Time to see how old you really are. Merriam-Webster, the folks who make dictionaries and catalog words, have made some 370 words official this month. Your reaction to the list will tell you more or less what your mental age is. Are you Gen Z-level or readying yourself for a ‘Get off my lawn’ future?
Our headline has already functioned as a sort of barometer. If ‘sponcon, ‘yeet’, ‘sus’, or ‘metaverse’ are making your eyes twitch, you really don’t want to see the rest of the list. If you’re greeting the news with joy, you’re… actually, you’re probably a Scrabble champion.
I give you my words
Merriam-Webster’s triggering batch of new nouns, adjectives, and other parts of speech has been divided up into sections. Tech, obviously, has one of its own. ‘Dumbphone’ (opposite of smartphone), ‘video doorbell’, ‘microgrid’, ‘use case’, ‘supply grid’, and ‘greenwash’ are all official. We could have thought some of ’em already were, but there you go.

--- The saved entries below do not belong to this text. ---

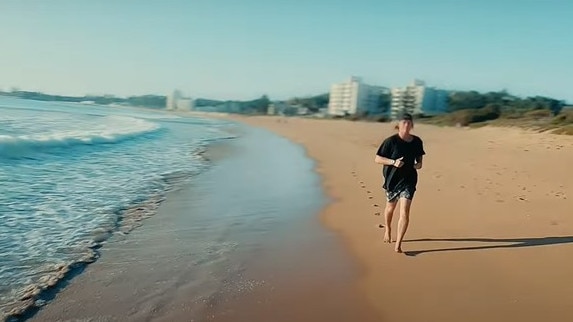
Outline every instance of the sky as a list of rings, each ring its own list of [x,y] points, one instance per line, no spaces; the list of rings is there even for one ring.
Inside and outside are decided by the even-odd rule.
[[[0,0],[0,89],[286,99],[372,85],[573,103],[569,0]]]

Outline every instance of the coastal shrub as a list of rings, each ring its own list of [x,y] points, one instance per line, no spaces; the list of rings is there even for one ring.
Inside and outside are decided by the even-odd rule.
[[[497,104],[488,104],[483,108],[465,109],[450,114],[452,125],[468,126],[471,123],[495,120],[501,115],[501,108]]]
[[[573,135],[573,124],[568,124],[553,131],[555,134]]]
[[[347,120],[350,120],[350,121],[358,121],[358,120],[361,120],[361,119],[363,119],[363,118],[364,118],[364,116],[361,116],[361,115],[358,115],[358,114],[352,114],[352,115],[349,115],[349,116],[346,117],[346,119],[347,119]]]
[[[390,121],[390,118],[386,115],[371,115],[368,116],[368,121],[371,122],[388,122]]]
[[[573,124],[573,109],[562,110],[553,118],[551,123],[558,125]]]
[[[541,119],[541,118],[548,118],[552,117],[553,112],[549,109],[537,109],[537,110],[530,110],[523,114],[523,117],[530,118],[530,119]]]
[[[524,112],[522,110],[515,110],[515,109],[505,110],[501,113],[500,118],[506,120],[516,120],[522,118],[523,114]]]

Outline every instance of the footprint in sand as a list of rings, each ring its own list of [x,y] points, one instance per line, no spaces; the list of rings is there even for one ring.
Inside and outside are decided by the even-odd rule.
[[[567,199],[567,196],[565,195],[565,193],[561,192],[561,191],[557,191],[555,193],[555,197],[556,198],[563,198],[563,199]]]
[[[379,213],[379,212],[375,212],[375,213],[374,213],[374,216],[380,216],[380,213]]]
[[[380,206],[378,206],[377,204],[374,204],[373,206],[374,206],[374,207],[380,207]]]

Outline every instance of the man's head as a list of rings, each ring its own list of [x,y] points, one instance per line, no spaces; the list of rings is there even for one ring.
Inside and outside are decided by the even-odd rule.
[[[398,118],[398,132],[409,134],[414,127],[414,120],[410,113],[403,113]]]

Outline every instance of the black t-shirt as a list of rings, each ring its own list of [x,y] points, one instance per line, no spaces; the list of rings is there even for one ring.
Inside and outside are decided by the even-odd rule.
[[[422,139],[412,135],[412,140],[407,142],[402,140],[398,134],[394,134],[382,142],[376,154],[393,160],[403,157],[404,165],[400,168],[393,165],[384,166],[382,171],[385,190],[395,191],[406,187],[416,190],[418,171],[414,168],[414,164],[417,158],[426,154]]]

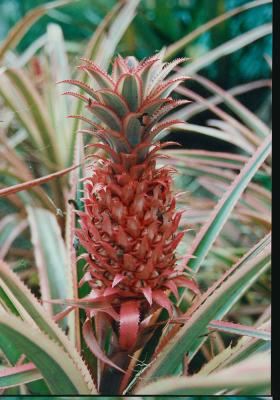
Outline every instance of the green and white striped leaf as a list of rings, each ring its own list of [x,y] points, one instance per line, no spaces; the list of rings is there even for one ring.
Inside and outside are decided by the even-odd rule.
[[[29,289],[20,281],[18,276],[13,273],[8,265],[0,261],[0,287],[17,308],[18,313],[29,326],[42,330],[48,337],[57,342],[64,351],[66,351],[72,360],[74,360],[77,369],[81,371],[83,379],[95,392],[94,383],[87,367],[70,342],[68,337],[50,318],[46,310],[39,304],[38,300],[29,291]],[[4,349],[3,349],[4,351]]]
[[[188,309],[184,326],[164,346],[144,373],[145,382],[146,379],[174,373],[184,354],[188,353],[191,358],[202,344],[203,339],[199,336],[207,333],[209,322],[223,318],[269,265],[270,235],[261,240]]]
[[[8,314],[0,314],[1,335],[31,360],[53,394],[93,394],[71,357],[47,335]]]
[[[103,101],[106,106],[112,108],[119,117],[122,118],[129,113],[124,99],[113,90],[102,89],[98,90],[96,94],[100,97],[101,101]]]
[[[44,97],[47,99],[50,121],[55,131],[62,165],[66,166],[71,142],[69,132],[71,132],[73,120],[65,118],[65,115],[71,112],[69,98],[61,96],[61,91],[67,90],[66,85],[56,85],[56,82],[70,76],[63,32],[58,24],[48,24],[45,50],[48,55],[51,82],[43,86]]]
[[[254,29],[251,29],[250,31],[245,32],[242,35],[239,35],[234,39],[231,39],[228,42],[221,44],[215,49],[208,51],[206,54],[204,54],[197,60],[181,68],[180,72],[173,75],[173,77],[175,78],[175,76],[178,76],[179,74],[181,75],[182,73],[186,75],[193,75],[197,71],[200,71],[202,68],[205,68],[207,65],[212,64],[219,58],[231,54],[237,50],[240,50],[241,48],[248,46],[249,44],[255,42],[256,40],[271,34],[271,32],[272,32],[271,23],[264,24]]]
[[[271,136],[267,137],[255,154],[245,164],[212,212],[208,222],[197,234],[189,253],[195,258],[189,259],[188,266],[198,271],[209,249],[223,228],[231,211],[239,201],[241,194],[265,161],[271,149]]]
[[[37,129],[36,135],[39,132],[39,140],[36,137],[37,142],[39,142],[37,145],[41,146],[43,144],[45,146],[43,152],[49,157],[50,161],[62,165],[60,164],[60,155],[56,145],[56,135],[46,112],[46,106],[31,79],[22,69],[9,68],[5,71],[5,75],[9,78],[17,95],[24,99],[24,112],[26,113],[26,110],[28,110],[28,114],[32,117],[32,126]],[[17,113],[18,109],[14,102],[12,108]],[[29,132],[29,126],[26,128]]]
[[[67,259],[58,222],[54,214],[43,208],[27,207],[27,211],[42,299],[64,299],[68,286]],[[57,305],[44,303],[44,307],[53,315],[62,311]],[[65,328],[67,318],[62,322]]]
[[[236,100],[230,93],[202,76],[194,75],[193,78],[214,94],[218,94],[224,103],[259,137],[265,138],[269,135],[270,129],[268,126],[253,114],[252,111],[248,110],[248,108],[241,104],[240,101]]]
[[[89,111],[114,131],[119,132],[121,130],[121,121],[119,117],[107,106],[103,106],[99,103],[92,103],[89,107]]]
[[[242,394],[246,394],[246,390],[252,388],[259,389],[260,393],[270,388],[270,356],[267,352],[208,376],[196,374],[190,377],[158,379],[135,394],[211,395],[229,389],[242,389]]]
[[[6,39],[1,43],[0,60],[8,50],[15,47],[29,28],[49,10],[64,6],[71,3],[73,0],[58,0],[51,3],[43,4],[28,12],[8,33]]]
[[[219,332],[231,333],[233,335],[250,336],[262,340],[271,340],[271,333],[253,326],[245,326],[225,321],[211,321],[208,329]]]
[[[268,328],[270,328],[270,322],[266,322],[259,327],[261,330]],[[213,357],[207,364],[204,364],[198,372],[198,375],[209,375],[214,371],[222,370],[229,365],[240,362],[251,356],[253,353],[269,349],[269,342],[264,342],[258,338],[243,336],[238,340],[235,346],[230,345],[226,347],[221,353],[218,353],[215,357]]]
[[[0,369],[0,388],[14,387],[42,379],[33,363]]]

In addition to metaverse and sponcon, terms specific to virtual worlds, you can also officially use ‘laggy’ and ‘virtue signalling’ in conversation. They’re real now too. ‘Space force’ and ‘terraform’, a word from waaay back, are also part of the dictionary now. So are ‘yeet’, ‘sus’, ‘janky’, ‘lewk’, ‘pwn’, and a batch of about 350 others.
The new crop of ‘official’ words isn’t exactly unprecedented. The word of the year, according to Collins, was NFT. This just shows that even the overly literate aren’t always the most tasteful of folks.